Changing the trimming length changes the microbiome taxonomic composition!!

Hello,
I am comparing the microbiome of group of samples using 2 different trimming length for (V3-V4):
#for quality score 20
qiime dada2 denoise-paired --i-demultiplexed-seqs demux-paired-end.qza --p-trunc-len-f 245 --p-trunc-len-r 245 --p-trim-left-f 17 --p-trim-left-r 21 --p-n-threads 3 --p-n-reads-learn 1000000 --output-dir representative_seq

#for quality score 30
qiime dada2 denoise-paired
--i-demultiplexed-seqs demux-paired-end.qza
--p-trunc-len-f 207
--p-trunc-len-r 217
--p-trim-left-f 17
--p-trim-left-r 21
--p-n-threads 3
--p-n-reads-learn 1000000
--o-representative-sequences rep-seqs-dada2.qza
--o-table table-dada2.qza
--o-denoising-stats stats-dada2.qza

By increasing the quality score, dominant taxa that were assigned to the family level, now they are assigned to the genus level, and the most dominant taxon that was assigned to the genus level, now is just identified to the family level.
However, by comparing to the cultivated microbiome, the results of QS 20 agreed with the culture collection of the same tissues.
I did this comparison to see the influence of QS threshold on identification of the microbiome taxonomy and need to know which one should I stick to (though QS30 is recommended)?
Also, from other projects, sometimes the QS of sequences is low and I have to trim at a lower level (20)!!

Thanks

1 Like

Also, one more thing; in the new tutorial to train the classifier to the amplicon region we use:

qiime feature-classifier extract-reads
--i-sequences silva_132_97_16S.qza
--p-f-primer GTGYCAGCMGCCGCGGTAA
--p-r-primer GGACTACNVGGGTWTCTAAT
--p-trunc-len 245
--p-min-length 100
--p-max-length 400
--o-reads ref-seqs.qza

I understand the provided lengths differ based on the amplicon length and I believe these numbers are okay when use V3-V4 primers??

But in previous tutorials:
trim reference database to amplicon region

qiime feature-classifier extract-reads
--i-sequences ref-seqs.qza
--p-f-primer CCTACGGGNBGCASCAG
--p-r-primer GACTACNVGGGTATCTAATCC
--o-reads silva_v132_97_341F-805R.qza

So, the old code gives more flexibility (trim based on primers' sequences without adding any contingency to the length of the trimmed classifier). I believe the change in taxonomy that I found in my samples may be due to the classifier trimming parameters?? May you please help me to understand.
Thanks

1 Like

Yep, changing the read length will alter taxonomic classification and more. There's no way to tell which is "correct" unless if you have a sample with known composition. You should check out the sequence yields from each to determine whether the Q20 or Q30 is causing too many sequences to be dropped, skewing the results. Also compare observed to expected results. You will need to evaluate this for yourself and decide what looks "right" — I do not know what results you are expecting.

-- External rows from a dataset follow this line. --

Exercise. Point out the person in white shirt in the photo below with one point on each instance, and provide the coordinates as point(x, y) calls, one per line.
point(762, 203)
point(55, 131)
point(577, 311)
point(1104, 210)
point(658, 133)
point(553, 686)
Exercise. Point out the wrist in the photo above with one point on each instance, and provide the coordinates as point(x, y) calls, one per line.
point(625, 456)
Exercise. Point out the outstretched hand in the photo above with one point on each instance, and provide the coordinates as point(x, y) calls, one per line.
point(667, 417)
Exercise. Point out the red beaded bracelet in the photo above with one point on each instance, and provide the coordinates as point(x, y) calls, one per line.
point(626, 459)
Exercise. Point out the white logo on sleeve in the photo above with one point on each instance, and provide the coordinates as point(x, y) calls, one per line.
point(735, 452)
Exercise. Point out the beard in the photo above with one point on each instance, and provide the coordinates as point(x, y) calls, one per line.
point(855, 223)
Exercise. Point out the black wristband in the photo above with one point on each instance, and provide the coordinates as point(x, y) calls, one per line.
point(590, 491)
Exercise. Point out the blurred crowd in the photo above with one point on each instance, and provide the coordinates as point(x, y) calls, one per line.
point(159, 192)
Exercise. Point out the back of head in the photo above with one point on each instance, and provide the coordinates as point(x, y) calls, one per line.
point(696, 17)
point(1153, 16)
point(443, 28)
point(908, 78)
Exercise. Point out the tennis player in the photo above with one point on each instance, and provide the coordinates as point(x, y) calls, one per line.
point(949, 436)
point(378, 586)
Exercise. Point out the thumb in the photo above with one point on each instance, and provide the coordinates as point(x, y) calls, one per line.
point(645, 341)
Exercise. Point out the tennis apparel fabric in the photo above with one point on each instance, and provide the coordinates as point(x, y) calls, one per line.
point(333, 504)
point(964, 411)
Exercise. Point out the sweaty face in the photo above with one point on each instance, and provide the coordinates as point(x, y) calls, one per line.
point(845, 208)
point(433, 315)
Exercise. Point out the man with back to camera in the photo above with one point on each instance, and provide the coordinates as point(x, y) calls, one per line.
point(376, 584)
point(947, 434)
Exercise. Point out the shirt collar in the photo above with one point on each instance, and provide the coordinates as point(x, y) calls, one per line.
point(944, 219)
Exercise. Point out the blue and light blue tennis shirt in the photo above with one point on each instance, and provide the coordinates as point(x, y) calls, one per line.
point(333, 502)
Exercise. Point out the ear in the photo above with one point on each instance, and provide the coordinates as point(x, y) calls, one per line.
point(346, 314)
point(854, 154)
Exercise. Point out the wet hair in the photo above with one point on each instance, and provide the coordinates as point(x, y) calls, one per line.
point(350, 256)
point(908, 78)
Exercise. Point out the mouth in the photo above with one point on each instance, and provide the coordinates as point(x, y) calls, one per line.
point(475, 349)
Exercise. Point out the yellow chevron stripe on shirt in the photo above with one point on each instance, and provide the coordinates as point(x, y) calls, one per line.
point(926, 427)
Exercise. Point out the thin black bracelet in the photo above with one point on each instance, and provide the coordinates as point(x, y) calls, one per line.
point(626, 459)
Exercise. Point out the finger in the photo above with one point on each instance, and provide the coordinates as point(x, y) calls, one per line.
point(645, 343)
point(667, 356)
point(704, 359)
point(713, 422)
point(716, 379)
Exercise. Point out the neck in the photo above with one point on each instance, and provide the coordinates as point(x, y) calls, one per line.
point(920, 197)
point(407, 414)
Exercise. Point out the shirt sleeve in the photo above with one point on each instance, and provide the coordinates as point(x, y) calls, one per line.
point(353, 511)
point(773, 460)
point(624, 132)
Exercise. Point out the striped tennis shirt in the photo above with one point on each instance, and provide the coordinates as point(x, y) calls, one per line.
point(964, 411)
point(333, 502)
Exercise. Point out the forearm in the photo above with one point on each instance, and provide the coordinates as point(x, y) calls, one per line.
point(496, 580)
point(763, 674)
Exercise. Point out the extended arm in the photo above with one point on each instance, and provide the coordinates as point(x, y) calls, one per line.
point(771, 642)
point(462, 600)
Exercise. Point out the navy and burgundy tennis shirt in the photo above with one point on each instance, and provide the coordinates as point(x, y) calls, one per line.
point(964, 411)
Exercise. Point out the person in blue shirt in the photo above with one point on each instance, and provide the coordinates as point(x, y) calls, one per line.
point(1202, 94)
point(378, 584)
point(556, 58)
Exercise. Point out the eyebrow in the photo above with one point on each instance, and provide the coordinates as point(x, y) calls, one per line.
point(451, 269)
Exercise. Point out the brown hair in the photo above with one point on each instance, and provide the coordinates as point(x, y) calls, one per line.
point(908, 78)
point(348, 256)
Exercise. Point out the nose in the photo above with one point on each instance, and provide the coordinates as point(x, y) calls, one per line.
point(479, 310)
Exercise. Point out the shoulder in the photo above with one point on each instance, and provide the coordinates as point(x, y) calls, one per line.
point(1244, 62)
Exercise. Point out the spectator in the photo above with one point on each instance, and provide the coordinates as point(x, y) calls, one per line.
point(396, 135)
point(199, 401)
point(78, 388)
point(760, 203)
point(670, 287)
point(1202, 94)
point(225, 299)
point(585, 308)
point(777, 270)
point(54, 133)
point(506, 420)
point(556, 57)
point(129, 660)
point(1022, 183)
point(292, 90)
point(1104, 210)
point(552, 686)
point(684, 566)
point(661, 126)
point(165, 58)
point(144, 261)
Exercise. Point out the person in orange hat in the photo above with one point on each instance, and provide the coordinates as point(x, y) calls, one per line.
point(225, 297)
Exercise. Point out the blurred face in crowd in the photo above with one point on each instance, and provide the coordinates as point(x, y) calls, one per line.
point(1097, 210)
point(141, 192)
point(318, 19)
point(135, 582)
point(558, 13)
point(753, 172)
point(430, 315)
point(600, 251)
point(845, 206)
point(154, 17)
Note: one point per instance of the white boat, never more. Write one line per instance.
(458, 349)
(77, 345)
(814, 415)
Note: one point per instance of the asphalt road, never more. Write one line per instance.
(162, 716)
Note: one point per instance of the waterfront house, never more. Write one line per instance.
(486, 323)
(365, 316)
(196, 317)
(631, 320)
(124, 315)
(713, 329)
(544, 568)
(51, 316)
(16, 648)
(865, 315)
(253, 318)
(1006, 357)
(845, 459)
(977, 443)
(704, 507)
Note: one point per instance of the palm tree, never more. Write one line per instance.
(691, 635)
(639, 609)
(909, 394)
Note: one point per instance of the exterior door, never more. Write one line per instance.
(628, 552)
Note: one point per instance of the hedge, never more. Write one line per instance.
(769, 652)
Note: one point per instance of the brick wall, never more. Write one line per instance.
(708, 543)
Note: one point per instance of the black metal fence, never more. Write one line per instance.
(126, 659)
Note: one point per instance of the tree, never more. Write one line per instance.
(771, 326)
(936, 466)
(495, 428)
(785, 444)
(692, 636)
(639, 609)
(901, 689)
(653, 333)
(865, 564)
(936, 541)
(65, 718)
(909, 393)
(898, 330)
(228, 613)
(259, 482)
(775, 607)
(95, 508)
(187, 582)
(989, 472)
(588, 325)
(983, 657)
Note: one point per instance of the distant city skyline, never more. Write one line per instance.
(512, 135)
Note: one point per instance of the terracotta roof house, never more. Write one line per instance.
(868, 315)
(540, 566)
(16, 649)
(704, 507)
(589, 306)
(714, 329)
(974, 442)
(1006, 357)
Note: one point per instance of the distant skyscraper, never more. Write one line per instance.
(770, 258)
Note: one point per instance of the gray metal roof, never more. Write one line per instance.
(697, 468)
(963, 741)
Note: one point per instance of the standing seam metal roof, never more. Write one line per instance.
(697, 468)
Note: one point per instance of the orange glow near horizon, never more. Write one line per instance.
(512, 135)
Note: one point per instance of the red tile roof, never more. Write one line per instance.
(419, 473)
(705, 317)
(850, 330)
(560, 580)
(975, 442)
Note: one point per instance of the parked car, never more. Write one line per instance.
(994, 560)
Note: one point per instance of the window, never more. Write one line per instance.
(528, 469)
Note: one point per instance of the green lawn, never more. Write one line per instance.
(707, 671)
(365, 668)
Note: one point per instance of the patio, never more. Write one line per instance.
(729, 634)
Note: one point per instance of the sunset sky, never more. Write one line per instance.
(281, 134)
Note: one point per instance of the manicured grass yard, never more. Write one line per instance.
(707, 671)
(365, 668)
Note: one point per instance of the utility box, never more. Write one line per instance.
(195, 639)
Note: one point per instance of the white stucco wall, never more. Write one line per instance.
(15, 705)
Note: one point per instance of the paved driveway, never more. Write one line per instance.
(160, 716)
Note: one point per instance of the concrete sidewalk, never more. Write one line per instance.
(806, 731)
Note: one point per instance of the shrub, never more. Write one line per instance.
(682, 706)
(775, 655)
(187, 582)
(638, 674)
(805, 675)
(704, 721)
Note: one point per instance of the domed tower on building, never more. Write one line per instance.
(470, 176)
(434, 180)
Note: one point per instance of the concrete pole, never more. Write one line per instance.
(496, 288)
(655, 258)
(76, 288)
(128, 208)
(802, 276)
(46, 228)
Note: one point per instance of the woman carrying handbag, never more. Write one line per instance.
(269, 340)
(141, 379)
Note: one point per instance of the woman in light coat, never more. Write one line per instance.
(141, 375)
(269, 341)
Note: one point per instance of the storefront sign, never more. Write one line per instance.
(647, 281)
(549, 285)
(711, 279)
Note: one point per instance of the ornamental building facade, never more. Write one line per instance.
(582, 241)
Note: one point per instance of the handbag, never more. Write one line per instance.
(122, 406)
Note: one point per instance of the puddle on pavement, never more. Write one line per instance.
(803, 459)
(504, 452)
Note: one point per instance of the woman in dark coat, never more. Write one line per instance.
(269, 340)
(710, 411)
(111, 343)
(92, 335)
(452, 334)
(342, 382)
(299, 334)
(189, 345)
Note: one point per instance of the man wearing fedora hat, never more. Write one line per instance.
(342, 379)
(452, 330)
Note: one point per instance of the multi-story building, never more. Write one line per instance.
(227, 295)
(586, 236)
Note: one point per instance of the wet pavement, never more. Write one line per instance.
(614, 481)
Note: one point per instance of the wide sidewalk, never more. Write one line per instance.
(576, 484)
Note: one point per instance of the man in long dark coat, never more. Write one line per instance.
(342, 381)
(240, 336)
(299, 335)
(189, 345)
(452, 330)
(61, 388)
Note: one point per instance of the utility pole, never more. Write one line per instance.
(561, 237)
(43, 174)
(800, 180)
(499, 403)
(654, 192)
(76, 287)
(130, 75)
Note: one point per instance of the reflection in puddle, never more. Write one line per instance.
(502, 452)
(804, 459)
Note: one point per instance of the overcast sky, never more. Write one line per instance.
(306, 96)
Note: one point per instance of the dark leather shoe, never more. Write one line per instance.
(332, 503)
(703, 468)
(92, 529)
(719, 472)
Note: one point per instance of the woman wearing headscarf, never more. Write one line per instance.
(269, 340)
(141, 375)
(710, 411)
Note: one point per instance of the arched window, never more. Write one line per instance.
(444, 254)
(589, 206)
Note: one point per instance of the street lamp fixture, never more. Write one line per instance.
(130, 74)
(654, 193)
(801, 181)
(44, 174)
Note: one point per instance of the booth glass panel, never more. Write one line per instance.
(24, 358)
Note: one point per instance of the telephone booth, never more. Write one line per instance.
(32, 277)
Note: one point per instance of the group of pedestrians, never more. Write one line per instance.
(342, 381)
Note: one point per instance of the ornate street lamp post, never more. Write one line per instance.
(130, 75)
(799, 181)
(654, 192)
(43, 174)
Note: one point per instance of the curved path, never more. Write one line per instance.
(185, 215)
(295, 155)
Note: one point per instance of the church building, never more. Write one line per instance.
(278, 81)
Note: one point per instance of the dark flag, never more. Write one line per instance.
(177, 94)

You need to decide for yourself based on your expected amplicon length. The settings given in the tutorial example are based on V4, and are quite a wide margin anyway. So you will probably want to change these for V3-V4.

You can remove these parameters altogether if you don't want length-based filtering (but I would discourage this). The old tutorial was written before we added the length-based filtering option.

For all of this you will need to decide what makes sense for your protocol and for your experiment. Good luck!

2 Likes

Since the length of v3-v4 is 443, I trained the classifier using the following to get the ref-seq:
qiime feature-classifier extract-reads
--i-sequences silva_132_97_16S.qza
--p-f-primer CCTACGGGNBGCASCAG
--p-r-primer GACTACNVGGGTATCTAATCC
--p-trunc-len 445
--p-min-length 245
--p-max-length 445
--o-reads ref-seqs.qza

and the results are pretty similar to those when I used the old code where length-based filtering was not used. That is satisfying to what we found in vitro as well.

This topic was automatically closed 31 days after the last reply. New replies are no longer allowed.